Chances are that we are using the definition of R-S integral as found in Rudin's Principle of Mathematical Analysis. That is, the upper R-S sum is $U(P,f,\alpha)=\sum_{i=1}^nM_i (\alpha(x_i)-\alpha(x_{i-1}))$ where $M_i=\sup\{f(x): x\in [x_{i-1},x_i]\}$. The upper integral is the infimum of all upper sums. The lower integral is defined similarly, and when both are equal, we declare the function integrable wrt $\alpha$.

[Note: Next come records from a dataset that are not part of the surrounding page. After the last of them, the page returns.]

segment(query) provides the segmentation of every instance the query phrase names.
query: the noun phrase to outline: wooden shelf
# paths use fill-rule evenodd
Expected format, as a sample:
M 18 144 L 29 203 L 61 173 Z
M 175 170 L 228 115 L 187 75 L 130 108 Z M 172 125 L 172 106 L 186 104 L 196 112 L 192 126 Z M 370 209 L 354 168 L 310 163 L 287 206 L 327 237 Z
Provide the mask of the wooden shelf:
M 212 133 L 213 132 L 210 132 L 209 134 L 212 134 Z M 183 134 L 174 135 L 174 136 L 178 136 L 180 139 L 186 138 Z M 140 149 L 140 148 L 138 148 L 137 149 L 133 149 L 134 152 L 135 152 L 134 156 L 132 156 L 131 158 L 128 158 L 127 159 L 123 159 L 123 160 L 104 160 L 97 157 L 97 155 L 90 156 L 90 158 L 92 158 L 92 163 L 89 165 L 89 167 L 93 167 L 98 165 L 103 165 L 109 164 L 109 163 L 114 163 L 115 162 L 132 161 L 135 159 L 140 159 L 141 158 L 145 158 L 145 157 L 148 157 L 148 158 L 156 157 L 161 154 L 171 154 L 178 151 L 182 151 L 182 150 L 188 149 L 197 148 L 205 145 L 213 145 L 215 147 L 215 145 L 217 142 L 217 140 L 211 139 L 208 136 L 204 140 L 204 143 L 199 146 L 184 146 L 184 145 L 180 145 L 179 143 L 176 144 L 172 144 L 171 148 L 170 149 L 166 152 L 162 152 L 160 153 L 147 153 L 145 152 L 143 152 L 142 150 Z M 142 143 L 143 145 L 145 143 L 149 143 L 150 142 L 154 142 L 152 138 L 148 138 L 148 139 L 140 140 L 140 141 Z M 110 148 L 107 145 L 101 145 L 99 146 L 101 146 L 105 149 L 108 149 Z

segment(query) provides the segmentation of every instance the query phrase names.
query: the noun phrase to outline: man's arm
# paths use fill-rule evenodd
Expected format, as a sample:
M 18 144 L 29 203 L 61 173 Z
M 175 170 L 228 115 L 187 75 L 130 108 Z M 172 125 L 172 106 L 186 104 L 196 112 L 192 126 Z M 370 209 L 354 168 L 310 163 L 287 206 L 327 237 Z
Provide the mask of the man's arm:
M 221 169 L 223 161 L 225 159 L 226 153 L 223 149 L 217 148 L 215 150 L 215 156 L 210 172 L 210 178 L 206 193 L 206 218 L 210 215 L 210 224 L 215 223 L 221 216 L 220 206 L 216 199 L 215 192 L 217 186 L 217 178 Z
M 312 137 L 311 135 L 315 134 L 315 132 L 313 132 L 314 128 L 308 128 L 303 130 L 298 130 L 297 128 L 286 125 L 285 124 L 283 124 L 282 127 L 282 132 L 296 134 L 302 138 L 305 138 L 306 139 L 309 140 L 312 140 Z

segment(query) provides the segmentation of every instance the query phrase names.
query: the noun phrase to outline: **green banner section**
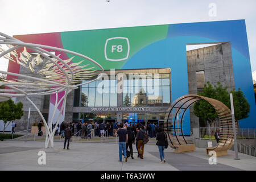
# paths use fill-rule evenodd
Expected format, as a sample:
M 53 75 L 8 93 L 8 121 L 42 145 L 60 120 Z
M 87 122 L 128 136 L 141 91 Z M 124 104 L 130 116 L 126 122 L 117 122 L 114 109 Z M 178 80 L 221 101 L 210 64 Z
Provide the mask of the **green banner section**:
M 94 60 L 104 69 L 121 69 L 143 47 L 165 39 L 168 28 L 167 24 L 101 29 L 61 32 L 61 36 L 64 49 Z M 69 54 L 68 56 L 73 56 Z M 81 60 L 76 56 L 72 61 L 77 63 Z M 87 63 L 85 61 L 83 64 Z

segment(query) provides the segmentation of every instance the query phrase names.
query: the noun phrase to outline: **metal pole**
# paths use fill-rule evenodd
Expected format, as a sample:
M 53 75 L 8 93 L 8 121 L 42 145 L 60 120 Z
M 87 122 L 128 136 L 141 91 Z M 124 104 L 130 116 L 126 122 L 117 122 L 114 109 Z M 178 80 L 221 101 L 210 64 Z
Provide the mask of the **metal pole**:
M 230 93 L 230 96 L 231 113 L 232 114 L 233 132 L 234 134 L 234 150 L 236 153 L 236 158 L 234 158 L 234 159 L 240 160 L 240 159 L 238 158 L 238 152 L 237 151 L 237 132 L 236 130 L 234 105 L 233 103 L 233 95 L 232 93 Z
M 26 140 L 25 142 L 27 142 L 27 132 L 28 131 L 28 124 L 30 123 L 30 107 L 28 109 L 28 116 L 27 119 L 27 131 L 26 132 Z

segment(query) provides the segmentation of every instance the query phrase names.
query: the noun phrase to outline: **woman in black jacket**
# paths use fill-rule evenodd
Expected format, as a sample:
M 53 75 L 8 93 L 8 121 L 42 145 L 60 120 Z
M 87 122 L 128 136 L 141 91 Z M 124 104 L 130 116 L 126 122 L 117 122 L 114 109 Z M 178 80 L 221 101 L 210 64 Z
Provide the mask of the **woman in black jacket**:
M 163 131 L 161 127 L 158 128 L 158 133 L 156 134 L 156 140 L 158 142 L 156 145 L 158 146 L 158 149 L 159 150 L 160 159 L 161 159 L 161 163 L 163 162 L 166 162 L 166 159 L 164 159 L 164 147 L 166 146 L 166 134 Z

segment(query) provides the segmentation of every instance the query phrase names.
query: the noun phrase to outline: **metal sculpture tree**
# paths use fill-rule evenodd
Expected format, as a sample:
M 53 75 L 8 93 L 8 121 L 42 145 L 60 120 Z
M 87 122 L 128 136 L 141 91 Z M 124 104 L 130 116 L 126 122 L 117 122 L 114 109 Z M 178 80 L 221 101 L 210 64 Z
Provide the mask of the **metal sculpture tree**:
M 8 47 L 6 50 L 1 46 L 5 44 Z M 23 51 L 19 52 L 19 52 L 16 50 L 23 47 Z M 37 53 L 37 56 L 32 56 L 27 51 L 27 48 Z M 63 60 L 59 57 L 59 55 L 56 56 L 44 49 L 61 51 L 75 56 L 67 60 Z M 2 32 L 0 32 L 0 57 L 3 56 L 39 76 L 35 77 L 0 71 L 1 73 L 14 77 L 12 79 L 6 78 L 0 81 L 0 86 L 5 86 L 5 89 L 0 89 L 1 100 L 7 100 L 13 97 L 26 97 L 35 107 L 44 123 L 46 131 L 45 147 L 53 147 L 54 134 L 63 111 L 67 94 L 72 90 L 77 89 L 79 86 L 100 79 L 104 72 L 102 67 L 93 59 L 77 52 L 51 46 L 24 43 Z M 87 61 L 97 66 L 101 70 L 101 73 L 93 80 L 81 83 L 82 80 L 97 76 L 95 72 L 96 69 L 95 67 L 89 67 L 90 64 L 84 65 L 84 60 L 73 63 L 72 60 L 76 56 L 86 59 Z M 36 67 L 39 65 L 43 67 L 43 69 L 37 70 Z M 64 92 L 65 94 L 58 100 L 57 94 L 61 92 Z M 28 97 L 53 94 L 56 95 L 55 108 L 47 125 L 40 110 Z M 56 125 L 54 129 L 52 129 L 54 115 L 57 107 L 61 104 L 60 114 L 56 121 Z

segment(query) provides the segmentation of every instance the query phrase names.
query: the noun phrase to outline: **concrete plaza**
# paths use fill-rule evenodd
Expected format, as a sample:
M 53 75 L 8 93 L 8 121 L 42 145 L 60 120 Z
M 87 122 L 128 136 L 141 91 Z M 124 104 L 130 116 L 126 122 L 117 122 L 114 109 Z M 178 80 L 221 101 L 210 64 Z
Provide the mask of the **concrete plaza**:
M 63 150 L 63 142 L 55 142 L 54 148 L 43 148 L 44 142 L 4 141 L 0 142 L 0 170 L 93 170 L 93 171 L 176 171 L 176 170 L 255 170 L 256 158 L 239 154 L 241 160 L 234 160 L 234 153 L 218 157 L 217 164 L 210 165 L 204 148 L 193 152 L 175 154 L 165 150 L 167 162 L 160 163 L 158 148 L 146 144 L 144 159 L 137 158 L 133 146 L 134 159 L 118 162 L 116 143 L 72 142 L 70 150 Z M 46 164 L 39 165 L 38 152 L 46 153 Z

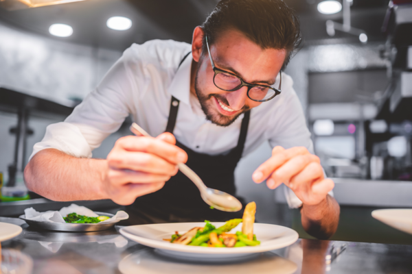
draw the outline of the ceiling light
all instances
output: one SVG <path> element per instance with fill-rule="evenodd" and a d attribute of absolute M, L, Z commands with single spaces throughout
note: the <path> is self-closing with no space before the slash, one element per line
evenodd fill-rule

Confession: I hate the above definition. It leads to ridiculous hair-splitting: the functions $\alpha_1(t)=\begin{cases} 1,\qquad t>0 \\ 0,\qquad t\le 0\end{cases}$ $\alpha_2(t)=\begin{cases} 1,\qquad t\ge 0 \\ 0,\qquad t< 0\end{cases}$ $\alpha_3(t)=\frac{1}{2}(\alpha_1+\alpha_2)$ are all different ways to assign unit mass to the point at $0$. The first puts all mass on the "right half of the point", the second puts it all on the "left half", and the third gives $1/2$ to each half of the point.
So, a function $g$ is integrable with respect to $\alpha_1$ iff $g(0)=g(0+)$ - it does not have to be continuous from the left at $0$. Similarly, it is integrable wrt $\alpha_2$ iff $g(0)=g(0-)$. In both of these examples the set of discontinuities may well be all of $\mathbb R$, yet we have integrability as long as one-sided continuity at $0$ holds. Thus, integrability cannot be expressed in terms of the set of discontinuity $D$: you have to look at the set of right discontinuities $D_+$ and left discontinuities $D_-$. And it's not about measure in the usual sense, because we are "measuring" half-points.
Honestly, I don't know why people do this to themselves instead of assuming one-sided continuity of $\alpha$ and defining $M_i$ in terms of half-open intervals.